Add a search feature to your print edition.
Creating a good document Index section is a difficult job performed by professionals. However, an automatically generated index still can be very helpful. Use automatic keywords [Hack #19] or select your own keywords. This hack will locate their pages, build a reference, and then create PDF pages that you can append to your document, as shown in Figure 5-5. It even uses your PDF's page labels (also known as logical page numbering) to ensure trouble-free lookup.
Download and install pdftotext [Hack #19], our kw_index [Hack #19], and pdftk [Hack #79] . You must also have enscript (Windows users visit http://gnuwin32.sf.net/packages/enscript.htm) and ps2pdf. ps2pdf comes with Ghostscript [Hack #39] . Our kw_index package includes the kw_catcher and page_refs programs (and source code) that we use in the following sections.

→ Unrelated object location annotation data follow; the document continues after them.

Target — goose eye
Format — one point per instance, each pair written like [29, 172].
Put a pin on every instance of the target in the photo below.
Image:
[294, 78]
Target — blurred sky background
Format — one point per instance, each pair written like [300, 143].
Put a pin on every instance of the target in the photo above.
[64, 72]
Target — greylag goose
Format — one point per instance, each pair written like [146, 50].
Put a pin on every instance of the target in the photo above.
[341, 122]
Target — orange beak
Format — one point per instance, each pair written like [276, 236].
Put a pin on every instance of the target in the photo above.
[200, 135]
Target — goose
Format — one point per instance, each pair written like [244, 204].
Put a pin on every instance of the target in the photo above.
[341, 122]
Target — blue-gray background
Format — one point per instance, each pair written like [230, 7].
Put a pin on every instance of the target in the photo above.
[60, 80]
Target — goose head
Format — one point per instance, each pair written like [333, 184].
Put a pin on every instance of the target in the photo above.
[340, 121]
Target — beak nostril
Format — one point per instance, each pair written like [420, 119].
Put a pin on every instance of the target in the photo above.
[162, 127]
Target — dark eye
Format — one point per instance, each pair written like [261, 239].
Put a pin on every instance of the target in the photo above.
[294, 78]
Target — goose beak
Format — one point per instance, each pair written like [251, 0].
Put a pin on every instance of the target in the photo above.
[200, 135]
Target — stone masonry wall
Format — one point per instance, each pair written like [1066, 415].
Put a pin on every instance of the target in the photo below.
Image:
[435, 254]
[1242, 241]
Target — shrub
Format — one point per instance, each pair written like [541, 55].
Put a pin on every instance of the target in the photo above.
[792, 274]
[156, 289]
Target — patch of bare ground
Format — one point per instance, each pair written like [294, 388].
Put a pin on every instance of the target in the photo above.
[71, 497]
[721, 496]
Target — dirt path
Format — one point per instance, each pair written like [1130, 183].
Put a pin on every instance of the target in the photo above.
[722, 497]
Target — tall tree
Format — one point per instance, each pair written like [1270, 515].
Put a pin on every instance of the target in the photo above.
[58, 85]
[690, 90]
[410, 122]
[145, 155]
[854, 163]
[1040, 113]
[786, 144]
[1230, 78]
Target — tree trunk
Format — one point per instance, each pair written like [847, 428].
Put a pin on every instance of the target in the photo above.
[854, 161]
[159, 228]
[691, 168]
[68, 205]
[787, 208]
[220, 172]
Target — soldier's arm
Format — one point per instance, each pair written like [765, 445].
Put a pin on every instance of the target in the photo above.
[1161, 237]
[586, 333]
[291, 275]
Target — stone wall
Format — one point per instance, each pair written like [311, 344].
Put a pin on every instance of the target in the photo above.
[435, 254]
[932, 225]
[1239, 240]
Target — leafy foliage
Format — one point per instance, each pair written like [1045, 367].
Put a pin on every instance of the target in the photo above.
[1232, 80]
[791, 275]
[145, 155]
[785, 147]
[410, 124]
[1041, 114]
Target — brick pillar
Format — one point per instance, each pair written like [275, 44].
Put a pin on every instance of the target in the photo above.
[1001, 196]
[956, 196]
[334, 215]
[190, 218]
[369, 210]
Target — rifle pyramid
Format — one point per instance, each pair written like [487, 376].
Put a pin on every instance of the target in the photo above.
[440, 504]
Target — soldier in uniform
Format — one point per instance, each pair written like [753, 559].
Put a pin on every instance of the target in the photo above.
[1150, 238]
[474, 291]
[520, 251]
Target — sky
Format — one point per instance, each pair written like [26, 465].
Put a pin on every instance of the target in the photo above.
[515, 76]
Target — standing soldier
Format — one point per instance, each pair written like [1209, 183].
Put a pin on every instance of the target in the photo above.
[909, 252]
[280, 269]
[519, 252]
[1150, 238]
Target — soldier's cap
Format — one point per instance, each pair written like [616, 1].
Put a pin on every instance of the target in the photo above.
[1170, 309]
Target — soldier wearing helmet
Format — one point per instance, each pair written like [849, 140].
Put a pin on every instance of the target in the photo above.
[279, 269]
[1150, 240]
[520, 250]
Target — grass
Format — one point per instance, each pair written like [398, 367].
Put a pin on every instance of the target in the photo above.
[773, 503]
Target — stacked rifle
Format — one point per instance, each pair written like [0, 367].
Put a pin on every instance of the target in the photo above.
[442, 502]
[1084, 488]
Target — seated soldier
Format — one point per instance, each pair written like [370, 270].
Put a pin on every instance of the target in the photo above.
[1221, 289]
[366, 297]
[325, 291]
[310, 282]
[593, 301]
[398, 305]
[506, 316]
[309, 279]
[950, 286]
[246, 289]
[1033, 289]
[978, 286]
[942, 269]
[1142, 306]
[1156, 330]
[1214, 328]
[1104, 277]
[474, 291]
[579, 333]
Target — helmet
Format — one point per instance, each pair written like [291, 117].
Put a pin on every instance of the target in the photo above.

First, set your PDF's logical page numbering [Hack #62] to match your document's page numbering. Then, use pdftk to dump this information into a text file, like so:
pdftk mydoc.pdf dump_data output mydoc.data.txt
Next, convert your PDF to plain text with pdftotext:
pdftotext mydoc.pdf mydoc.txt
Create a keyword list [Hack #19] from mydoc.txt using kw_catcher, like so:
kw_catcher 12 keywords_only mydoc.txt > mydoc.kw.txt
Edit mydoc.kw.txt to remove duds and add missing keywords. At present, only one keyword is allowed per line. If two or more keywords are adjacent in mydoc.txt, our page_refs program will assemble them into phrases.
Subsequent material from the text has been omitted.